The greater complexity of TDP spectra requires specialized interpretation and processing software to extract molecular information. Continuous efforts aim to develop standardized file formats for storing mass spectrometry data137139. The most universal file format is mzML (latest version 1.1.1)138, an XML format supported by the Human Proteome Organization Proteomics Standards Initiative (HUPO-PSI). Several open-source software libraries can convert, read and write mass spectrometry file formats, including ProteoWizard140, JmzML141, mzJava142 and pymzML143. Many open-source visualization tools developed for BUP can be used for TDP, such as BatMass144 and OpenMS145, but there are also open-source tools developed explicitly for TDP data visualization, including MASH Explorer/MASH Native146,147 and TopMSV148. In addition, instrument manufacturers and third-party companies offer commercial tools to directly process vendor file formats or convert files into mzML or another open-source format149.

Data analysis

A TDP data analysis pipeline begins with top-down mass spectral pre-processing and deconvolution, which generates deconvolved mass spectra for proteoform spectrum matches (PrSMs). The next step involves searching the deconvolved mass spectra against a protein or proteoform sequence database to identify proteoforms with a false discovery rate (FDR) control and characterize PTMs. Finally, proteoform abundances are quantified and differentially abundant proteoforms between samples are identified. TDP workflows are often separated into two experiment types: targeted workflows, where an individual or set of proteins with a priori knowledge is used to inform measurement and analysis; or discovery workflows, where little-to-no information is known about the possible proteoforms and modification states.

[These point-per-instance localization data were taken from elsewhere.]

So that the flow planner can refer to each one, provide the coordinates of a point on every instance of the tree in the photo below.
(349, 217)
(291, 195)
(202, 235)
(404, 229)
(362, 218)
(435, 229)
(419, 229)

There are several approaches for proteoform sequence database construction. As proteoforms from a biological sample often contain various alterations – such as gene mutations, alternative splicing events and PTMs2 – building a database that accurately reflects proteoforms in the sample is essential for high-sensitivity proteoform identification150. The most common approach is to directly use protein sequence databases from UniProt151, RefSeq152, GENCODE153 or related resources. However, these sources only contain reference sequences and do not include proteoforms with various alterations. PTM annotations in protein knowledgebases and variable PTMs have been used to build proteoform sequence databases154. Combining many PTMs or alteration sites leads to a combinatorial explosion of the search space, making it impractical to add all combinations to a database. To address this challenge, the number of PTM/alteration combinations can be constrained or all possible combinations of PTMs can be represented using graphs155. Alternatively, DNA or RNA-seq data can be used to build proteoform sequence databases with sample-specific gene mutations and alternative splicing events150.

Matching mass spectra and candidate proteoforms typically starts with a fast filtering method to reduce the number of candidates from thousands to tens156. After this, a slower matching method is used to determine a match score between the mass spectrum and candidate proteoform from the first step154. Many filtering methods have been developed for TDP spectral identification156. When matching reference sequences, the precursor mass from tandem mass spectrometry is matched to the molecular masses of proteoforms, or proteoform fragments, in the database. When variable PTMs are included, a multinotch search157 is used, which allows multiple precursor mass differences. When unexpected mass shifts are allowed, the most common approaches include sequence tags158, open search strategy159,160 and an unmodified protein fragment approach161. Proteoform candidates reported by filtering methods are aligned with the spectrum to identify proteoforms with variable PTMs or unexpected mass shifts162. Alignment algorithms for top-down mass spectra originated from BUP163 and many variations exist131,155,162,164. For example, the number of atoms replaces residue masses in MSPathFinder131, and the alignment between a mass spectrum and candidate proteoforms with variable PTMs is allowed in TopMG155.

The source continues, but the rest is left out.